In a previous post I described how the JTS Topology Suite operation IsSimpleOp has been completely rewritten to reduce code dependencies, improve performance, and provide a simpler, more understandable implementation. The post points out that the IsValidOp implementation would benefit from the same treatment. This work has now been carried out, with similar benefits achieved.
The original IsValidOp code used the GeometryGraph framework to represent the topology of geometries. This code reuse reduced development effort, but it carried some serious drawbacks:
- The GeometryGraph structure was used for many JTS operations, including overlay, buffer, and spatial predicate evaluation. This made the code complex, hard to understand, and difficult to maintain and enhance
- The GeometryGraph structure computes the full topology graph of the input geometry, in order to support constructive operations such as overlay and buffer. This makes it slower and more subject to robustness problems. Non-constructive operations such as IsValidOp and IsSimpleOp can compute topology "on-the-fly", which allows short-circuiting processing as soon as an invalidity is found.

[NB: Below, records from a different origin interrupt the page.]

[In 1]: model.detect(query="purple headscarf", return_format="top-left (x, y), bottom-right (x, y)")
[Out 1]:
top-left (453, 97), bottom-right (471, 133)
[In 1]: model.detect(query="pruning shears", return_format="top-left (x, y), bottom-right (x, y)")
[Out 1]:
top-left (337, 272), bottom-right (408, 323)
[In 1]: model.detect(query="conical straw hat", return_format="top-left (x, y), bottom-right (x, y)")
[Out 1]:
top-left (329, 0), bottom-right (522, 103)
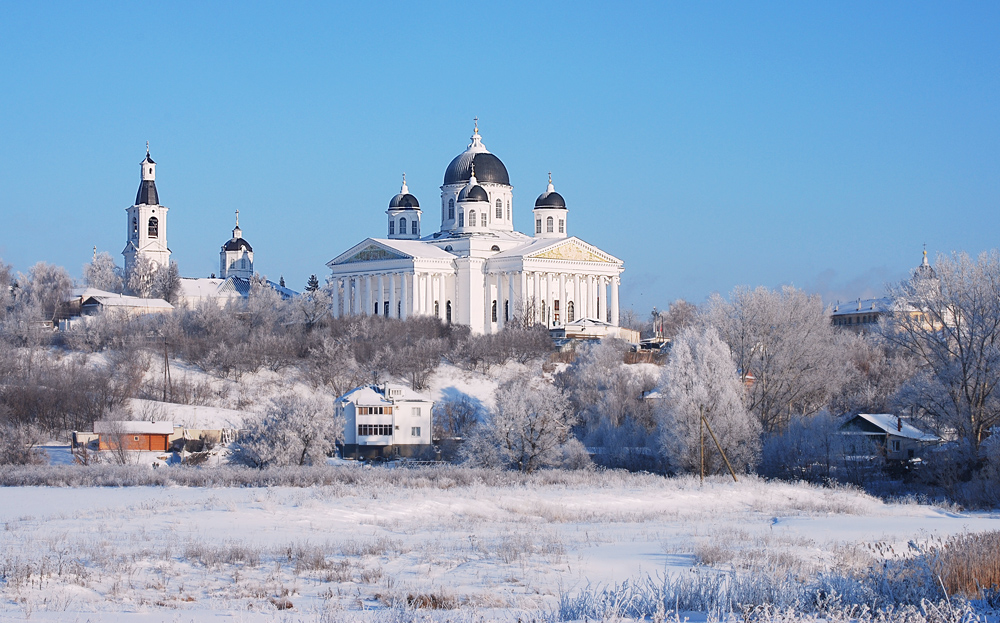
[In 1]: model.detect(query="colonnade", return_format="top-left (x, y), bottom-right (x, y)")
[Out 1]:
top-left (484, 271), bottom-right (621, 331)
top-left (331, 272), bottom-right (454, 321)
top-left (332, 271), bottom-right (620, 332)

- Coordinates must contain valid numbers
- LineStrings must not be zero-length
- LinearRings must be simple (have no self-intersections)
- Rings must be simple (have no self-intersections)

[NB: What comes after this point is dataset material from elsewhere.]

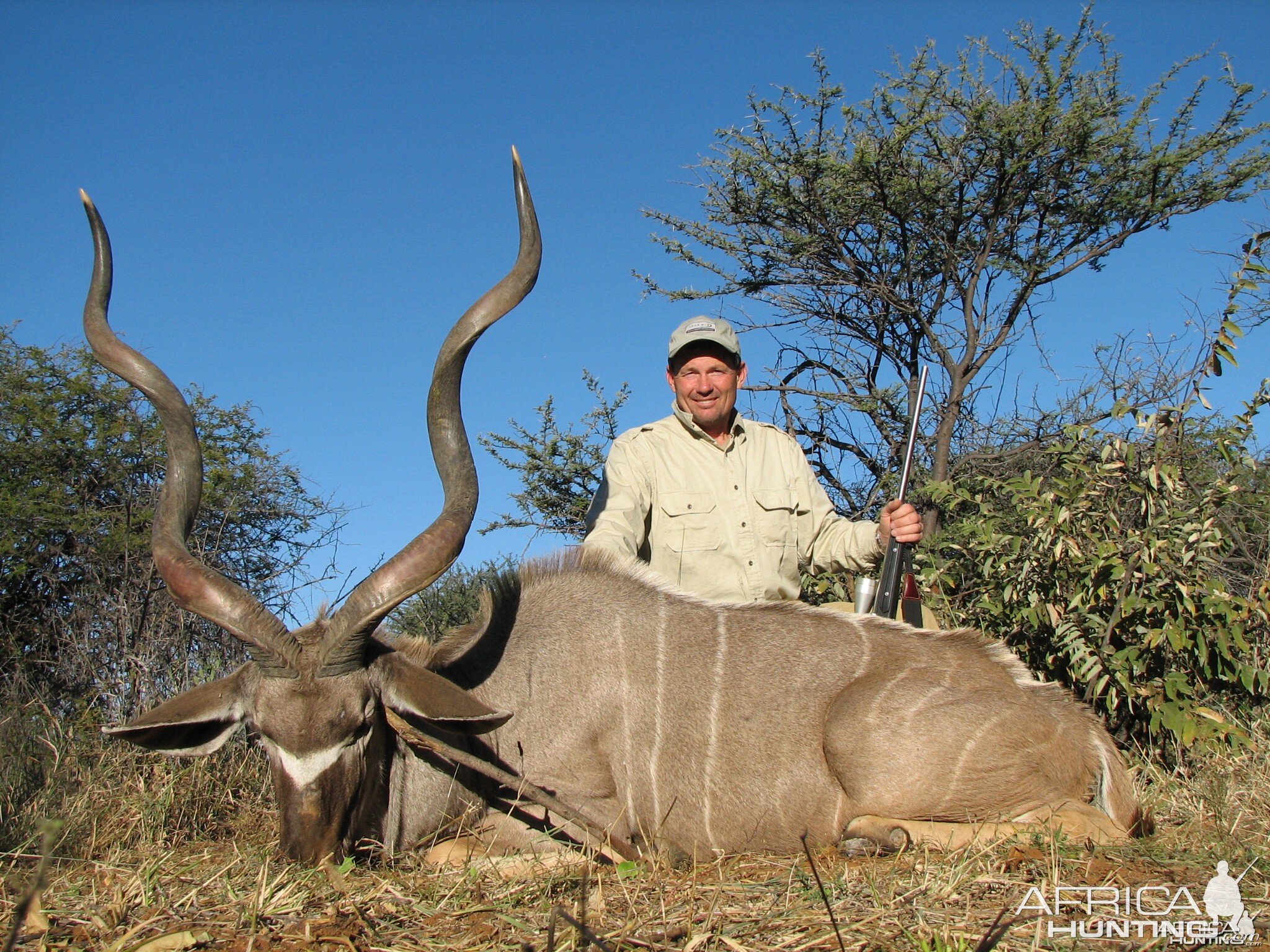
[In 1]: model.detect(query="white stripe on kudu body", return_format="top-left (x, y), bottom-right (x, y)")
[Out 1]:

- Rings must not cross, and can touch only at discrete points
- Holes must lie inside their shell
- Holes must not lie inside another hole of their polygon
- The interiors of polygons must be connected
- In a MultiPolygon, the element interiors must not intersect (so polygons cannot overlap)
- In a MultiPolygon, the element boundaries may intersect only at a finite number of points
Validity Algorithm for Polygonal Geometry
- It supports short-circuiting when an invalid situation is found, to improve performance
- Spatial indexing is used in more places
- The code is simpler and more modular. This makes it easier to understand, and easier to adapt to new requirements (e.g. such as the ability to validate self-touching rings described below)
1. Check Ring Intersections
The first check determines if the rings in the geometry have any invalid intersections. This includes the cases of a ring crossing itself or another ring, a ring intersecting itself or another ring in a line segment (a collinear intersection), and a ring self-touching (which is invalid in the OGC polygon model). This check can use the robust and performant machinery in the JTS noding package. If an invalid intersection is found, the algorithm can return that result immediately.
This check is an essential precursor to all the remaining checks. If a geometry has no invalid intersections this confirms that its rings do not self-cross or partially overlap. This means that the results of orientation and point-in-polygon computations are reliable. It also indicates that the rings are properly nested (although it remains to be determined if the nesting of shells and holes is valid).
Intersection search is the most computationally expensive phase of the algorithm. Because of this, information about the locations where rings touch is saved for use in the final phase of checking connected interiors.
2. Check Shell and Hole nesting
- A hole must lie inside its shell
- A hole may not lie inside another hole.
- In MultiPolygons, a shell may not lie inside another shell, unless the inner shell lies in a hole of the outer one.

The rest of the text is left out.